It is valuable to compare our models with other recent treatments of propanol chemistry. The astrochemical models presented by Manigand et al. (2021) considered a generic form of propanol, using a network that incorporated the scheme proposed by Qasim et al. (2019a) for the hydrogenation of grain-surface propenal (C2H3CHO) to propanal (C2H5CHO), and further to normal-propanol. They also included a reaction between atomic O and propane (C3H8), producing the radicals OH and C3H7, which could further recombine to form propanol. The latter process in particular was highlighted by Manigand et al. (2021) as being a productive route to propanol in their models. The propenal and propanal routes are not included in our own network, as we do not have propenal in the model, and its full inclusion would require a far more extended network. Nor does our model include the apparently more important reaction of atomic oxygen with propane; however, the activation energy barriers for this process are not well defined in the literature (because the fits to experimental gas-phase rates, conducted at room temperature and above, have a strong temperature dependence in the collisional portion). Our own Evans-Polanyi calculations for the H-abstraction process (based on the data provided by Dean & Bozzelli 1999) to form each of the two C3H7 isomers suggests barriers that are rather higher than those employed by Manigand et al. (2021) (i.e., 2100-2800 K, vs. 1000 K for each branch), with the secondary radical energetically preferred, as is typical. Thus, this process should be somewhat less efficient than the OH reaction with propylene, all else being equal. Furthermore, the production rate of O in the ice mantles, either by photodissociation of OH or CO2 or through reactive mechanisms, is substantially slower than that of OH, which occurs primarily through photodissociation of water. In our model, it therefore seems unlikely that this process would make a major contribution to normal-propanol production. If the propenal and propanal mechanism that was also considered by Manigand et al. (2021) were to become an important contributor to normal-propanol production, it is unclear how stable the n:i ratio might be among different astronomical sources.
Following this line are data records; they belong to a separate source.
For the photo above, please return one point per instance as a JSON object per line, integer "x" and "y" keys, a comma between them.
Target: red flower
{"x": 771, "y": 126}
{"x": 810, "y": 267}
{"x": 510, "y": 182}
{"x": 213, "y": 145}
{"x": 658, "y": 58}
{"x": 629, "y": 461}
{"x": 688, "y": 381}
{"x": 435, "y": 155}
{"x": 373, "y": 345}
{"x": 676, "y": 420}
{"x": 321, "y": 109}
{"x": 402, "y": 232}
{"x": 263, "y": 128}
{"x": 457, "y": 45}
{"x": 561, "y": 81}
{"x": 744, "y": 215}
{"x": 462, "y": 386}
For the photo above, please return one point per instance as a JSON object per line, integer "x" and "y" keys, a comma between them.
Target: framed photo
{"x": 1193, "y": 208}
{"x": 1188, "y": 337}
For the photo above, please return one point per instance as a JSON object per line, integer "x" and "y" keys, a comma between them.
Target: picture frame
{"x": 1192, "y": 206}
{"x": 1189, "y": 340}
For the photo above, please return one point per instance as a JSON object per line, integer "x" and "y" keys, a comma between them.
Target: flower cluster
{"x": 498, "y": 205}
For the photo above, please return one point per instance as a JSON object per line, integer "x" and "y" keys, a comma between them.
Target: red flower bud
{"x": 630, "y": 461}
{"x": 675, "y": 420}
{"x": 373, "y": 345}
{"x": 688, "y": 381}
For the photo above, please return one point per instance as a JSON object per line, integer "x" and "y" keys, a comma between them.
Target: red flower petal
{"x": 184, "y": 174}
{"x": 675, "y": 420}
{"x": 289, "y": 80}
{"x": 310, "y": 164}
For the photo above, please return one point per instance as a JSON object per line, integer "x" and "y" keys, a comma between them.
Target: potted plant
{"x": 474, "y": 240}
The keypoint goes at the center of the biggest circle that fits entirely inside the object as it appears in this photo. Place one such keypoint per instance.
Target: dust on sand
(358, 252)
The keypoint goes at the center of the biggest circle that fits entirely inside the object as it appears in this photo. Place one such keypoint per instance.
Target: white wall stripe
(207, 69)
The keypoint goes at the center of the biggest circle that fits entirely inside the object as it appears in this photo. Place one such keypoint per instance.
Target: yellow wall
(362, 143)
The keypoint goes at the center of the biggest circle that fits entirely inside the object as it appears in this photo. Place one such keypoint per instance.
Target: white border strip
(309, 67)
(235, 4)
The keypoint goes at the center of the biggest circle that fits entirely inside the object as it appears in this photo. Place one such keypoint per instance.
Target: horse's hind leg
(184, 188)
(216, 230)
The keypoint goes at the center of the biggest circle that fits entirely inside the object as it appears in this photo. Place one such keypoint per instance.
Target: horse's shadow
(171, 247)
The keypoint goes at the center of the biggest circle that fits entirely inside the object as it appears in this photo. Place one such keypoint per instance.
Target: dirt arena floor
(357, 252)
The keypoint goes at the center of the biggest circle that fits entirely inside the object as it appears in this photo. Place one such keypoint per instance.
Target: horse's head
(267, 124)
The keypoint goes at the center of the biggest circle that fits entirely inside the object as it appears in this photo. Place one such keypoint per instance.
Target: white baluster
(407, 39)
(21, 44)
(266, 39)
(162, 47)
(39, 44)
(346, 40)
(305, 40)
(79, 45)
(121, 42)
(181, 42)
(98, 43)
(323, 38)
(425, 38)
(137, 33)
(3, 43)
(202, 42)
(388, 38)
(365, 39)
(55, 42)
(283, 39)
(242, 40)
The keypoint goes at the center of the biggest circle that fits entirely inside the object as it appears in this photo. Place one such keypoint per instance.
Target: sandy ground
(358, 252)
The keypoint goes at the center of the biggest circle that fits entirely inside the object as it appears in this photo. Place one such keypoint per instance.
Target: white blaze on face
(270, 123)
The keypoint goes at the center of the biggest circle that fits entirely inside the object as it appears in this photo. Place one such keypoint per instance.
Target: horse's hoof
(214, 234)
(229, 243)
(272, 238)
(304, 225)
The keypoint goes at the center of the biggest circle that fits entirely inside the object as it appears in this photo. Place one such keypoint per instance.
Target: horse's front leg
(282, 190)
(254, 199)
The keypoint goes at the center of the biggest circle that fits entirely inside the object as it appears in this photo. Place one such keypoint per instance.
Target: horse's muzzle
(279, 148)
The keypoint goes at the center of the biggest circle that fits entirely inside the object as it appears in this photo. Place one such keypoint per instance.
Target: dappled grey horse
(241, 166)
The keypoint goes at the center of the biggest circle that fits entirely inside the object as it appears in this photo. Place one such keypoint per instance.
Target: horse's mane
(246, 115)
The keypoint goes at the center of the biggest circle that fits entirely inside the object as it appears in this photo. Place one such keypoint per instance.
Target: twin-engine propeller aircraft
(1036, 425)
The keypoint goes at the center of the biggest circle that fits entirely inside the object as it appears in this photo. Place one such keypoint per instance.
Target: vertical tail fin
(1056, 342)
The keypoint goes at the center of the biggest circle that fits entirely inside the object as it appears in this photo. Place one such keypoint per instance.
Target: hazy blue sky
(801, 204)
Unfortunately, it is difficult to compare directly our chemical models with those of Manigand et al. (2021), as the latter use a purely diffusive grain-surface and mantle chemistry, meaning that the production of COMs is strongly dependent on radical mobilities, which may only become significant at elevated temperatures. Our own models rely on nondiffusive processes to form many complex organic molecules on the grains (Garrod et al. 2022), which can occur at very low temperatures and early times.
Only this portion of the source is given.